This chart compares the risk of developing metastasis from prostate cancer, after 5 years from curative treatment, between three different arms of the EMBARK study (published in 2023):
(1) Lupron monotherapy;
(2) Enzalutamide monotherapy; and
(3) Enzalutamide + Lupron combination therapy.
The cohort was men with PCa, average age = 69, PSA = 5, after curative treatment (RP or RT).
This chart shows significant differences between the three arms. Lupron monotherapy had the greatest risk of developing metastasis after 5 years (a 28.6 %), compared to a 20.0% risk for Enzalutamide monotherapy. The combination of Enzalutamide + Lupron had the lowest risk (12.7%). p < 0.001 (N=1068).
Combinations of Lupron (or Orgovx, etc.) with other 2nd-generation Anti-Androgens (ARSIs), such as darolutamide and apalutamide, might give similar results.

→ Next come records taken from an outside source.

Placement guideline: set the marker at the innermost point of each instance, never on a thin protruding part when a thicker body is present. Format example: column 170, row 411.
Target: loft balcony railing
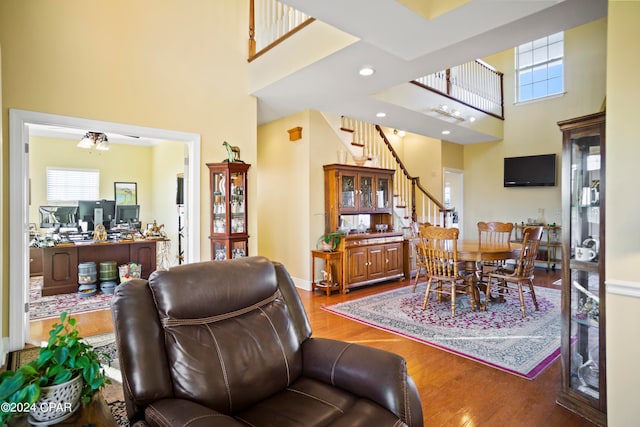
column 270, row 23
column 474, row 84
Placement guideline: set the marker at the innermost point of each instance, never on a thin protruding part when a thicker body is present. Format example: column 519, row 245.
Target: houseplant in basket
column 329, row 242
column 51, row 387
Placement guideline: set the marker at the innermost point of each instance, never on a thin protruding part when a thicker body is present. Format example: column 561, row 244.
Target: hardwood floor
column 455, row 392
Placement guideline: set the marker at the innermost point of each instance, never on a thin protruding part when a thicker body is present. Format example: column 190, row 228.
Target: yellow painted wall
column 623, row 204
column 152, row 63
column 530, row 128
column 291, row 189
column 452, row 155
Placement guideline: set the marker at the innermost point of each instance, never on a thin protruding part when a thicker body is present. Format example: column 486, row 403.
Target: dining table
column 471, row 252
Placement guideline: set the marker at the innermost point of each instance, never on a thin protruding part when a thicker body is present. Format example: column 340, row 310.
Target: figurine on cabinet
column 233, row 153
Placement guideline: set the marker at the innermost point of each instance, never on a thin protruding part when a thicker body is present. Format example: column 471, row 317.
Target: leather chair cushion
column 234, row 350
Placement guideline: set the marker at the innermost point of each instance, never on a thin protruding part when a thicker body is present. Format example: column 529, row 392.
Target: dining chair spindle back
column 441, row 259
column 522, row 274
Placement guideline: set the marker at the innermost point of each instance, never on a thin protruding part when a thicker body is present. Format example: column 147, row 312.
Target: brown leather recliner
column 228, row 343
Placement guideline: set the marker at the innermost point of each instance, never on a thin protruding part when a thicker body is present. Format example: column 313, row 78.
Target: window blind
column 71, row 185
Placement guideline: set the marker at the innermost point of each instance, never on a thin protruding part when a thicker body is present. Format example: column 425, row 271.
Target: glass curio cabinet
column 228, row 188
column 583, row 242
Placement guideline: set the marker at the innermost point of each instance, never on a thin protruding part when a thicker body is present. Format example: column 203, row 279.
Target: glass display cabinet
column 228, row 190
column 583, row 301
column 357, row 191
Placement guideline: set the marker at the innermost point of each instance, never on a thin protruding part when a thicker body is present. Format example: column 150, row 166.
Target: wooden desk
column 60, row 263
column 471, row 252
column 96, row 412
column 330, row 259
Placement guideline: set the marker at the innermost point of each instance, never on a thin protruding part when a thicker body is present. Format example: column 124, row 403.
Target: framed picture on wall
column 126, row 193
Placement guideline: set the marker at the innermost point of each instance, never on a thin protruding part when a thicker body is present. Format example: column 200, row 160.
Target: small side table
column 329, row 258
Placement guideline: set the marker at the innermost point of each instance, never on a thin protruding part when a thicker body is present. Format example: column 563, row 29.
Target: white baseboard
column 623, row 287
column 302, row 284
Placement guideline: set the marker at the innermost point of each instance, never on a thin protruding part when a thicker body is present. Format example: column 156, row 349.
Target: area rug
column 50, row 307
column 498, row 337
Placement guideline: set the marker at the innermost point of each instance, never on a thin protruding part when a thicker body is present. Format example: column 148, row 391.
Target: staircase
column 412, row 201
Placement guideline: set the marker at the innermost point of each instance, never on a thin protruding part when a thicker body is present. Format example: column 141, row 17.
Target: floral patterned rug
column 50, row 307
column 498, row 337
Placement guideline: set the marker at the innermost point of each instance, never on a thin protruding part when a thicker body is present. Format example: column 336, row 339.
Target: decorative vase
column 326, row 247
column 57, row 402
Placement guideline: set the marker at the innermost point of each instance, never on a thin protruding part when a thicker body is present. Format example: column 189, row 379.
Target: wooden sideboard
column 60, row 263
column 372, row 258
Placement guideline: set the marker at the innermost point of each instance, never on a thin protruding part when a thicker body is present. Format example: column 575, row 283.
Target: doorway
column 452, row 181
column 19, row 123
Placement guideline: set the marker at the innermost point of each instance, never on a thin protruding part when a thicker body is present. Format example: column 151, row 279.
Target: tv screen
column 105, row 209
column 61, row 215
column 128, row 214
column 530, row 171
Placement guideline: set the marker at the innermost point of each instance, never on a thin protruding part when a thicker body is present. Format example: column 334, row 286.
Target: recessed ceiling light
column 366, row 71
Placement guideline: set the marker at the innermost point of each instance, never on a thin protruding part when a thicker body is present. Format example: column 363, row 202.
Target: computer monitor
column 128, row 214
column 97, row 212
column 63, row 216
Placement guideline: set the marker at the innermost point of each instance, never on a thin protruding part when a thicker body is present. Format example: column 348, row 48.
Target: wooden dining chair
column 492, row 233
column 441, row 259
column 419, row 251
column 522, row 275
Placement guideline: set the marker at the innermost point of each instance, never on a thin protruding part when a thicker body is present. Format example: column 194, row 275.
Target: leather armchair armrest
column 181, row 412
column 375, row 374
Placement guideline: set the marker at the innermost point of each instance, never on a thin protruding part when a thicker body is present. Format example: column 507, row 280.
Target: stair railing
column 270, row 23
column 475, row 84
column 412, row 199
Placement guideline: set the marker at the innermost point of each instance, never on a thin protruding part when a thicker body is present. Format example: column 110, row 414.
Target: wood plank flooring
column 455, row 392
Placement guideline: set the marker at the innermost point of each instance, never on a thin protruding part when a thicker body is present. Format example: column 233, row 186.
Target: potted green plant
column 329, row 242
column 66, row 361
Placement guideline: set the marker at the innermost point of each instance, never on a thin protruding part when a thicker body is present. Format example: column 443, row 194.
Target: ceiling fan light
column 85, row 142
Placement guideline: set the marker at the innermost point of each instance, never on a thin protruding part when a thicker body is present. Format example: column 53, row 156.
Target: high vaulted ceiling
column 403, row 40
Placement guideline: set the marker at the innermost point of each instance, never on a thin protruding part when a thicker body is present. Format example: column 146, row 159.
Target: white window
column 71, row 185
column 539, row 68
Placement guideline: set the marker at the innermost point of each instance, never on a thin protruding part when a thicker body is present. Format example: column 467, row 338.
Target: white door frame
column 459, row 174
column 19, row 200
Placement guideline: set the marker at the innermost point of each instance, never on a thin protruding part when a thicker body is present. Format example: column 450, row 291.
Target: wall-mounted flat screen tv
column 530, row 171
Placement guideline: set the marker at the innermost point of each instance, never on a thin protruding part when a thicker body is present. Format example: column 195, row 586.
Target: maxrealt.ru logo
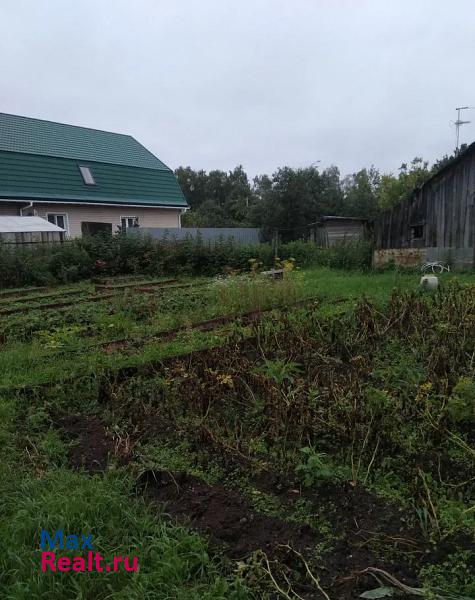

Here's what the report say s(treatment was continued for a minimum of 37 weeks, some longer):
"Enzalutamide (at a dose of 160 mg) or placebo was administered orally once daily with or without food, and leuprolide (at a dose of 22.5 mg) was given as a single intramuscular or subcutaneous injection every 12 weeks. Treatment was suspended at week 37 if the PSA level was less than 0.2 ng per milliliter and was restarted when the PSA level was at least 5.0 ng per milliliter (if the patient had not had previous radical prostatectomy) or at least 2.0 ng per milliliter (if the patient had previously had radical prostatectomy). Patients continued to receive their assigned treatments until imaging-based disease progression (confirmed by central review), an unacceptable adverse event, seizure, or death occurred, nonadherence due to protocol violation was documented, or the patient or physician decided to discontinue the regimen."
After the 37 weeks, those with a PSA decline to <0.2 could take a vacation. For some very fortunate ones, this vacation lasted for the 5 years monitoring period. They are now trying to identify what is so different with these special cases where 8-9 months of treatment can prove so effective.
Adult patients with prostate cancer who had had biochemical recurrence after local therapy were eligible if at the time of the initial biopsy before primary definitive therapy they had histologically or cytologically confirmed adenocarcinoma of the prostate without neuroendocrine differentiation, signet-cell features, or small-cell features. Patients also had to meet the following criteria at screening: high-risk disease (defined as a PSA doubling time of ≤9 months and a PSA level of ≥2 ng per milliliter above nadir after radiation therapy or ≥1 ng per milliliter after radical prostatectomy with or without postoperative radiation therapy), a serum testosterone level of at least 150 ng per deciliter, and an Eastern Cooperative Oncology Group performance-status score of 0 or 1 (on a 5-point scale, with higher scores indicating greater disability).
Patients were excluded if they had undergone previous cytotoxic chemotherapy, had a history of seizure or a condition that may confer a predisposition to seizure, showed evidence of distant metastatic disease on conventional imaging (e.g., computed tomography [CT], magnetic resonance imaging [MRI], or bone scans), or if after radical prostatectomy they were considered by the investigator to be a candidate for salvage radiation therapy. Patients who received previous hormonal therapy were excluded, except for the following indications: neoadjuvant or adjuvant therapy at the time of definitive radiation therapy for no more than 36 months and at least 9 months before randomization or a single dose or short course (≤6 months) of hormonal therapy administered for rising PSA levels at least 9 months before randomization.